Many modern labs dedicated to testing cannabis can give you a percentage of major cannabinoids and a few minor cannabinoids, but none so far have the capability to give you a full cannabinoid fingerprint. It’s not out of laziness; such an analysis would take weeks and thousands of dollars given the current technology. Scientists have discovered 104 different cannabinoids in the cannabis plant through painstaking labor, and it seems that number just climbed to 111.

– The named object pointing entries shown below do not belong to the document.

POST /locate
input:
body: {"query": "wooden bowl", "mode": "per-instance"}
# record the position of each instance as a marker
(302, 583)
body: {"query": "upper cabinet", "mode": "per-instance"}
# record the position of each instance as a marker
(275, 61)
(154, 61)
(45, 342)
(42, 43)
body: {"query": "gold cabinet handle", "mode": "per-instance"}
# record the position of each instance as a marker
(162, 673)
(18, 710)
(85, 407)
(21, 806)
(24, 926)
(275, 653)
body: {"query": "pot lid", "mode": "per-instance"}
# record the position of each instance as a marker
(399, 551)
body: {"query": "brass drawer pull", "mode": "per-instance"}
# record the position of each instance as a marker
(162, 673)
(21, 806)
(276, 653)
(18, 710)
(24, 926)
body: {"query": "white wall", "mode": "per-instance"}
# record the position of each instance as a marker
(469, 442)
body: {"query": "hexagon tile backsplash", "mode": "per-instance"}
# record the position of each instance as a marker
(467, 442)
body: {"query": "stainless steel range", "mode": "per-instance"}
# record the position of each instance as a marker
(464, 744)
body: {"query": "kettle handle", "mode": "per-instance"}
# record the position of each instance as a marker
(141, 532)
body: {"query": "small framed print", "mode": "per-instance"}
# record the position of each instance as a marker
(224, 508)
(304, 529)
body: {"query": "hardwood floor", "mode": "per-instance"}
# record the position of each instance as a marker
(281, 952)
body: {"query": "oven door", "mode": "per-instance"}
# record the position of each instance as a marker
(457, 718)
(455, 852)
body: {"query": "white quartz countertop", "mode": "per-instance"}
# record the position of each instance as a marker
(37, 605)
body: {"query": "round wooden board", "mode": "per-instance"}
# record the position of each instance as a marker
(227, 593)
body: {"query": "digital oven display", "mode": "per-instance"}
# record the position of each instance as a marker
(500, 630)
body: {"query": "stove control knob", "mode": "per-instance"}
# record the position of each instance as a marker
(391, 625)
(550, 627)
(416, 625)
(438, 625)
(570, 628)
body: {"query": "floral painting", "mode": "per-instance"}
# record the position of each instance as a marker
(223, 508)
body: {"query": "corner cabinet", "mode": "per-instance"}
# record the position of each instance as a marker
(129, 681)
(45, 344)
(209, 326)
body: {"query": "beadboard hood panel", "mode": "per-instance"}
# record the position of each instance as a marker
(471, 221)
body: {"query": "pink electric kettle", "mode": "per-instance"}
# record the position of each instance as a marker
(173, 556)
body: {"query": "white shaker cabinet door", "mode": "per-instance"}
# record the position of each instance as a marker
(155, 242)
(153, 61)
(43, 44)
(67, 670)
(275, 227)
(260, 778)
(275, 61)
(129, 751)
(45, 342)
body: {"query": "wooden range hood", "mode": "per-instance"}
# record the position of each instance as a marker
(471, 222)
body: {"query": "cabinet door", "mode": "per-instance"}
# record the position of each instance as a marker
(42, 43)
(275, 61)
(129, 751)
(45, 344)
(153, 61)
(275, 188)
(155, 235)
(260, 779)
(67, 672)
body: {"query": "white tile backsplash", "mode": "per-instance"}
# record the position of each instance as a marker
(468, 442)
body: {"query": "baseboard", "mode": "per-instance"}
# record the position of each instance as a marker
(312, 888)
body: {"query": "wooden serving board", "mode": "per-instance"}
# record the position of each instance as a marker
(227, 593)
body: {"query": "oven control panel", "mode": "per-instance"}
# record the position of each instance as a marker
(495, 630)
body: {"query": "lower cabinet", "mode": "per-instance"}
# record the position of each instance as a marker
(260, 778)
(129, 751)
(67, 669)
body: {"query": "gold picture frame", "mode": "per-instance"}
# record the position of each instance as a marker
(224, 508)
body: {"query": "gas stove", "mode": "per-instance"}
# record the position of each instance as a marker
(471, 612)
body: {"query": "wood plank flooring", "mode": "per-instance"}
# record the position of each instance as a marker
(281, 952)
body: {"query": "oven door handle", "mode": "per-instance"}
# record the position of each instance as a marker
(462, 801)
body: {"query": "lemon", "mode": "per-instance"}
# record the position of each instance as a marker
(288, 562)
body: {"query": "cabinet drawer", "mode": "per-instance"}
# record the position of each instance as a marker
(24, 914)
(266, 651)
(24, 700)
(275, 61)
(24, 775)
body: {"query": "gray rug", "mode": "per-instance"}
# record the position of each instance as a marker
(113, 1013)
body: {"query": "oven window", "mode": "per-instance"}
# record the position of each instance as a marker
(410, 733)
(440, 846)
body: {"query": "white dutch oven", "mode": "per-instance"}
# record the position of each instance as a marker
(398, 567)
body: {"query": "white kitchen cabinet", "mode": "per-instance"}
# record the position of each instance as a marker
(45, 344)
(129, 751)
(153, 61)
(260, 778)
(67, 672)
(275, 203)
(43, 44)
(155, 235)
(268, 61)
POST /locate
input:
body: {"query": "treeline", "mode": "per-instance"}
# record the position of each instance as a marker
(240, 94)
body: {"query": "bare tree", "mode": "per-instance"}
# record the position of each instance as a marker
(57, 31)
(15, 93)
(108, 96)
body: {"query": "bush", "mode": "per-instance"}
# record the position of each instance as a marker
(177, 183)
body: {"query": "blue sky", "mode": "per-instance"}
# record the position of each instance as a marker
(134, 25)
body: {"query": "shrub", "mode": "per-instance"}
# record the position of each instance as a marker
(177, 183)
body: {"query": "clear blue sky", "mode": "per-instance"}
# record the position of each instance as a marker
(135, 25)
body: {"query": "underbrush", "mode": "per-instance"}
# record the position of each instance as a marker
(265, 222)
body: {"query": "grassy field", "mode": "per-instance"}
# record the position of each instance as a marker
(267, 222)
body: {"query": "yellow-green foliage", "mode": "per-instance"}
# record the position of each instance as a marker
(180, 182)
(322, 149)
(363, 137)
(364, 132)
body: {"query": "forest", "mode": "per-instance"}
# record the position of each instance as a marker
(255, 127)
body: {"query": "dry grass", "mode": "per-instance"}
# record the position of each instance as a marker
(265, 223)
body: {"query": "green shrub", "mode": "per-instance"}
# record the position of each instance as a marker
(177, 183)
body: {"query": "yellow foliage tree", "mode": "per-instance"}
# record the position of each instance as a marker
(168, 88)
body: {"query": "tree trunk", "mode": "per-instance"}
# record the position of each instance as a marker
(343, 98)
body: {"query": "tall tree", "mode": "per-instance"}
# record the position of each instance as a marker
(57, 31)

8α-hydroxy-Δ9-tetrahydrocannabinol; 8β-hydroxy-Δ9-tetrahydrocannabinol; 10α-hydroxy-Δ8-tetrahydrocannabinol; 10β-hydroxy-Δ8-tetrahydrocannabinol; 10α-hydroxy-Δ9,11-hexahydrocannabinol; 9β, 10β-epoxyhexahydrocannabinol; and 11-acetoxy-Δ9-tetrahydrocannabinolic acid A are the seven new cannabinoids discovered. All of them are yellow oils at room temperature, except the last one that is a white powder, much like other carboxylated cannabinoids. Other researchers had already synthesized a few of these cannabinoids, but without knowing they naturally occurred in the plant.
Using a complex, multistage, multi-solvent extraction process, scientists started with nine kilograms of dried buds and isolated between 10 and 150 milligrams of these minute compounds. They tested them on mice, and found that a few of them got mice just as high as THC, while others had different effects.
The discovery of new cannabinoids gives us a better grasp on the cannabis plant as a whole, and a better opportunity to understand it as a whole.